Aandrijvingen: van motor- naar systeemefficiëntie?

Interessante ontwikkelingen vonden we tijdens Hannover Messe 2018 vooral bij de elektromotoren. Het voorbije decennium stonden die in het teken van efficiëntie.

Trefwoorden: #aandrijving, #elektromotoren, #Hannover Messe, #inductiemotor, #motor, #systemen

Lees verder

Magazine

( Foto: GE )

Download het artikel in

ENGINEERINGNET.BE - Een kleine rondvraag leerde dat de traditionele inductiemotor stilaan zijn efficiëntielimieten bereikt. In de zoektocht naar nog grotere efficiëntie worden daarom twee andere paden bewandeld: die van de permanente magneetmotoren en die van de synchrone reluctantiemotoren.
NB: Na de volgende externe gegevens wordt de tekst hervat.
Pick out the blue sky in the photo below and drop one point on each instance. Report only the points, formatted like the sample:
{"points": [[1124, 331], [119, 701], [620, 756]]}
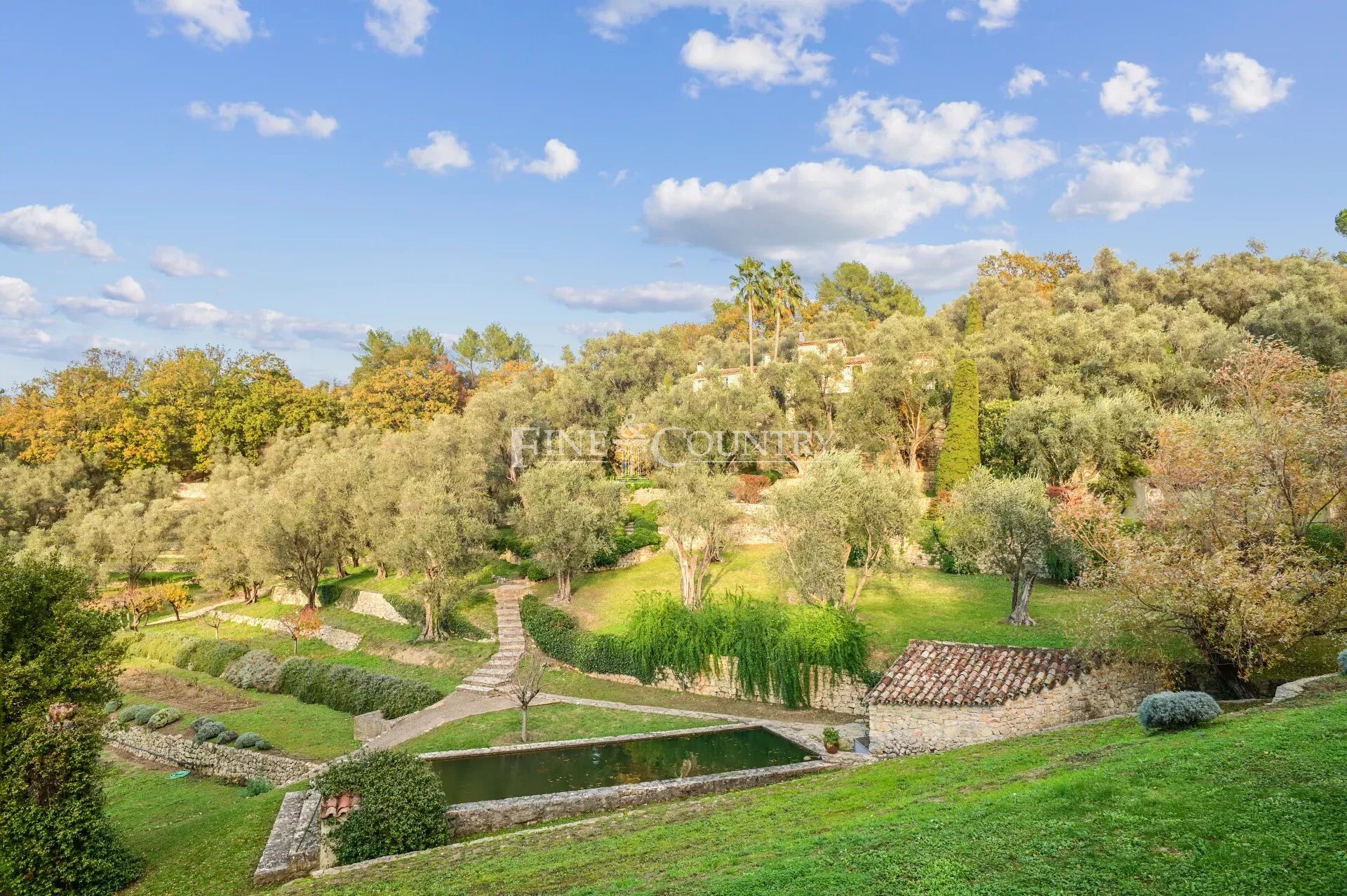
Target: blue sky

Volgend op de IEC Ecodesign wetgeving, evolueerde de efficiëntie van elektrische motoren van IE1 (standard), over IE2 (High) naar IE3 (Premium). Omdat motoren die niet aan de huidige efficiëntienormen voldoen niet meer verkocht mogen worden, zijn klanten wel verplicht om over te schakelen naar duurdere toestellen met een hogere efficiëntie.

De Ecodesign-richtlijn bepaalt dat binnen de vermogensklasse van 750W tot en met 375 kW er enkel nog IE3- of IE2-elektromotoren, die voorzien zijn van een frequentieomvormer, verkocht of geïnstalleerd mogen worden. Om de wetgeving voor te zijn, ontwikkelen producenten al de volgende efficiëntieklasse, IE4 ofte Super Premium. Ondertussen zijn er nu al zelfs IE5-toestellen op de markt.

Permanente magneetmotoren kunnen IE4 en zelfs IE5 halen. Het efficiëntieverschil ten opzichte van de inductiemotor zit echter voornamelijk in het gebied weg van het nominale belastingspunt waarop de IE-wetgeving gebaseerd is. Er kunnen met andere woorden grote efficiëntieverschillen optreden binnen de IE4-motoren, omdat de IE-efficiëntie enkel uitgaat van de prestatie in het nominale belastingspunt. Het prijsverschil tussen een IE4 permanente magneetmotor en een IE4-inductiemotor is voor bepaalde applicaties dus te verantwoorden.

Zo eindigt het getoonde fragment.